Faint moonlight is not good for observing colour. Pink looks black by this illumination, whether it is on a man’s nose or forms the tinting of his old hunting-coat. But even faint moonlight delineates well the shape of an old round-topped black velvet cap, and makes it look far blacker than it does by day.
Such a cap is admirable for riding purposes, and must be of a most convenient shape for anyone operating in a very tradesmanlike way upon the drawing-room window by which the figure stood, with a putty-knife, though an observer would probably have thought the hour unseasonable.
Still, when a window has been broken upon the ground floor, people in the country are only too glad to get the repairing done at any time that the glazier thinks proper to work, so that the weak spot in the domestic defences may as soon as possible be repaired.

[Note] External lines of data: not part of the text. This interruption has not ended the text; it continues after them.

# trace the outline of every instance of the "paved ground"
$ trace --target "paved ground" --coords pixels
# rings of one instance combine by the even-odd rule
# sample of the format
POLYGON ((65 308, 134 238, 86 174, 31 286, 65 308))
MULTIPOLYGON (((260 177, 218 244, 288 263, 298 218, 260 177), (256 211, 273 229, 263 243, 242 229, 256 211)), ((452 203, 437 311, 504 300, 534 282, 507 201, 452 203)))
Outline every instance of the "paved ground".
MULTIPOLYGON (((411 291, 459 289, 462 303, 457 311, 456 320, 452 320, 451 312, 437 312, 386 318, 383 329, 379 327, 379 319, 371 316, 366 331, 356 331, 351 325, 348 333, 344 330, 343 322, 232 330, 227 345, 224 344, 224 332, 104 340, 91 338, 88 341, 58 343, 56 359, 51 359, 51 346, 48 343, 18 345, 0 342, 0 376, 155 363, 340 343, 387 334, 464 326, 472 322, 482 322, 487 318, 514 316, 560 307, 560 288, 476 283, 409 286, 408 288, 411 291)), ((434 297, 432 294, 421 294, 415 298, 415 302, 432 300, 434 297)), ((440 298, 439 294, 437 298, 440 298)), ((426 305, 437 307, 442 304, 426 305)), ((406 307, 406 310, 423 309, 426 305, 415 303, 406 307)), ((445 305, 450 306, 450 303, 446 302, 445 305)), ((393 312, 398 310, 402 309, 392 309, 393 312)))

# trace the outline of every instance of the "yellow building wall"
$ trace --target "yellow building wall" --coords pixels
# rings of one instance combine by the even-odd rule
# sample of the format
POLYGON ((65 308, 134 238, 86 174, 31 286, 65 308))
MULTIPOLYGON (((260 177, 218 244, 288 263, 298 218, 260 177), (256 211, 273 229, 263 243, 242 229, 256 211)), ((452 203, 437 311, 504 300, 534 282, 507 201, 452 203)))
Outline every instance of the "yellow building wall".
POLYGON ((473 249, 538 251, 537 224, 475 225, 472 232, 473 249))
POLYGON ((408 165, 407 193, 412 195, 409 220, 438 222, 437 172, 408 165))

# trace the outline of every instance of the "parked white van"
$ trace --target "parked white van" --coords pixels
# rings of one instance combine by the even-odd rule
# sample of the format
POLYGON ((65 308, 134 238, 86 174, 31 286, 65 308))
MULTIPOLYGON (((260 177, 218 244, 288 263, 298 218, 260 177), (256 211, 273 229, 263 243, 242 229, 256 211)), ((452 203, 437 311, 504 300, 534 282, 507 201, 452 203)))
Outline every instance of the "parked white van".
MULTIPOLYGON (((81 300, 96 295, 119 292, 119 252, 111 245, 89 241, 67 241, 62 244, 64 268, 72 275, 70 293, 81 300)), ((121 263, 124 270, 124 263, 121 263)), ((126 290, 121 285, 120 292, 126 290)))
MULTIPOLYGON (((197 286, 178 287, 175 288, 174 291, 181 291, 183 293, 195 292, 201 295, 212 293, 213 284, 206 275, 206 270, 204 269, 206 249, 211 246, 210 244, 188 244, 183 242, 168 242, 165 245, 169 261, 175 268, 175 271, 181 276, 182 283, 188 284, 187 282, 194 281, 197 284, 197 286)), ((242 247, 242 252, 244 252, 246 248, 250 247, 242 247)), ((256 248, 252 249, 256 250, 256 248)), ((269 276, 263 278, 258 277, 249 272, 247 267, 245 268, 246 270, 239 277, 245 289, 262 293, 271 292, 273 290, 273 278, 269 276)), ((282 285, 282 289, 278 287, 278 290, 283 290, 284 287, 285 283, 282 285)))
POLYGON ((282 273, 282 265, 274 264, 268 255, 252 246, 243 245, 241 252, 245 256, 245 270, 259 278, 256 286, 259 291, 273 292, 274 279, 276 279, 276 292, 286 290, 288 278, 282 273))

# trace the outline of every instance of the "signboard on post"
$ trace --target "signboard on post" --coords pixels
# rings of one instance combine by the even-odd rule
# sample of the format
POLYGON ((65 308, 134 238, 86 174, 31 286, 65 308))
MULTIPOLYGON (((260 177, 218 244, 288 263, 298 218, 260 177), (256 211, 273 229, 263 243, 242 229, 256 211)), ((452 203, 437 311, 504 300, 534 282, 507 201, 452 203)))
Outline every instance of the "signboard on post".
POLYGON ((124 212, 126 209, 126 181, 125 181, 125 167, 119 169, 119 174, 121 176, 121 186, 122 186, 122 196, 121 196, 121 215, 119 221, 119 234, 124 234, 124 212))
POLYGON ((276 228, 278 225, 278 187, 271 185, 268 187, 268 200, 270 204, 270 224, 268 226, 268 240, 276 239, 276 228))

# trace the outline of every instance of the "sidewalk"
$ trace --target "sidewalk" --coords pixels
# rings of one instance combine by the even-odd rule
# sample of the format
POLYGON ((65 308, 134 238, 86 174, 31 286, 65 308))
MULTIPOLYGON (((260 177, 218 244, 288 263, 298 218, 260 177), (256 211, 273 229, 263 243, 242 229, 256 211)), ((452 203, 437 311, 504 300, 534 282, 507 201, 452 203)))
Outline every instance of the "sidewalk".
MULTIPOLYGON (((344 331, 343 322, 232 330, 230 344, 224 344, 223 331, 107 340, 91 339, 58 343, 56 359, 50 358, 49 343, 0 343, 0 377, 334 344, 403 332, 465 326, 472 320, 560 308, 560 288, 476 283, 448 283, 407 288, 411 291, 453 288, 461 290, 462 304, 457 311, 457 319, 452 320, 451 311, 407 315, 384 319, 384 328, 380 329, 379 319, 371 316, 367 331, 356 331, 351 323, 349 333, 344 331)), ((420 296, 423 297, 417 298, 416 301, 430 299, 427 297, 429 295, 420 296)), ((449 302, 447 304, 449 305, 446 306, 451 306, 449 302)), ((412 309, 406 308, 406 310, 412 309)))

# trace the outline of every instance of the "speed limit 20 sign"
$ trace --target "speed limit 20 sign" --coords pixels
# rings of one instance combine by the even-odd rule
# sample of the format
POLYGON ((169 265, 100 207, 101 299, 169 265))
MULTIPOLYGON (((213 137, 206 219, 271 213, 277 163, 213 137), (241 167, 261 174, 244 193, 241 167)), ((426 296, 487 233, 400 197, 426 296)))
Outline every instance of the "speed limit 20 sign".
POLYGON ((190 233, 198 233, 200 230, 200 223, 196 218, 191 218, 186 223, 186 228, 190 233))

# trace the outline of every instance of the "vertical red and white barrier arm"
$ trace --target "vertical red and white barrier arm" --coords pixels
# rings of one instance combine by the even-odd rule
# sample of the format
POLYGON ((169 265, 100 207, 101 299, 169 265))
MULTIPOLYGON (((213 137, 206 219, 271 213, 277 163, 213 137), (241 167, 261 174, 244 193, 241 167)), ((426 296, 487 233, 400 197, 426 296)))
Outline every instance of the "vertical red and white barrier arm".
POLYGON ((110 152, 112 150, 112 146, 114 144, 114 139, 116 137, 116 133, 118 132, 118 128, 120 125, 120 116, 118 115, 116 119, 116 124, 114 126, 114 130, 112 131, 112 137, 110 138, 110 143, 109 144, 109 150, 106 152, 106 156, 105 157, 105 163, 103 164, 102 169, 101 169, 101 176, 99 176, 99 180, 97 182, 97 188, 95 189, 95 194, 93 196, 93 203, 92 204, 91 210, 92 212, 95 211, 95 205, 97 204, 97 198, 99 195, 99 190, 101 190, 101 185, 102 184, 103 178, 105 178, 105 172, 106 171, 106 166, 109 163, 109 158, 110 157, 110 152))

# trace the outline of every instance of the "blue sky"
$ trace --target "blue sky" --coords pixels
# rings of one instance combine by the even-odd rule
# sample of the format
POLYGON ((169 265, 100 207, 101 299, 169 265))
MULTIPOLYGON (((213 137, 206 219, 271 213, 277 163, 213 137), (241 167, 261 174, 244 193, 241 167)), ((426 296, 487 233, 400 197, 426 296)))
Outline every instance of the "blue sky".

But in this case the stout plate glass window was not broken, and the peculiarly handy knife being used was not called upon to spread putty, but was being inserted cleverly away from the glass and causing a clicking noise, thus showing, in connection with a wonderful degree of elasticity, that it was dealing with metal.
While its owner was at his busiest another noise arose, something between a whine and a squeak, the effect of which was to make the operator leave off his task, take two or three steps, and kneel down beneath a bush, to whisper words to something alive connected with its liver—words which produced silence—and return to the window.
The faint clicking began again, and the extremely thin putty-knife did its work in the skilled hands so well that in a very short time the doorlike window yielded and uttered a ghost of a groan as it turned upon its hinges.
“Poor thing, then! Did ’um disturb it in the middle of the night?” said the tradesman to himself, stepping softly in. “Just like ’em! Plenty to eat, plenty to drink, plenty o’ soft beds to sleep in, and too lazy to hyle a hinge. When I keep servants I’ll—Here, let’s just shut you.”
He carefully closed the window, before standing listening for a few moments and looking about till his eyes rested upon a softly-quilted couch, half-covered with a satin-lined Polar bearskin, bathed, as a poet would say, in the lambent rays of the moon, which in this instance came through the conservatory.
Towards this the man stepped in the dark, and, to his intense disgust, kicked heavily against a hassock.
The words he uttered were unprintable, save the latter portion, which were something about the tradesman’s “wussest corn.” The next minute it appeared as if he was about to examine the damage done, for his figure blotted out a portion of the sofa’s shape, and it, too, was bathed in the lambent light, as he busily unlaced and drew off, not only one, but two extremely big, ugly hunting boots, with star-like cuts in them, evidently to ease the “wussest” and other corns.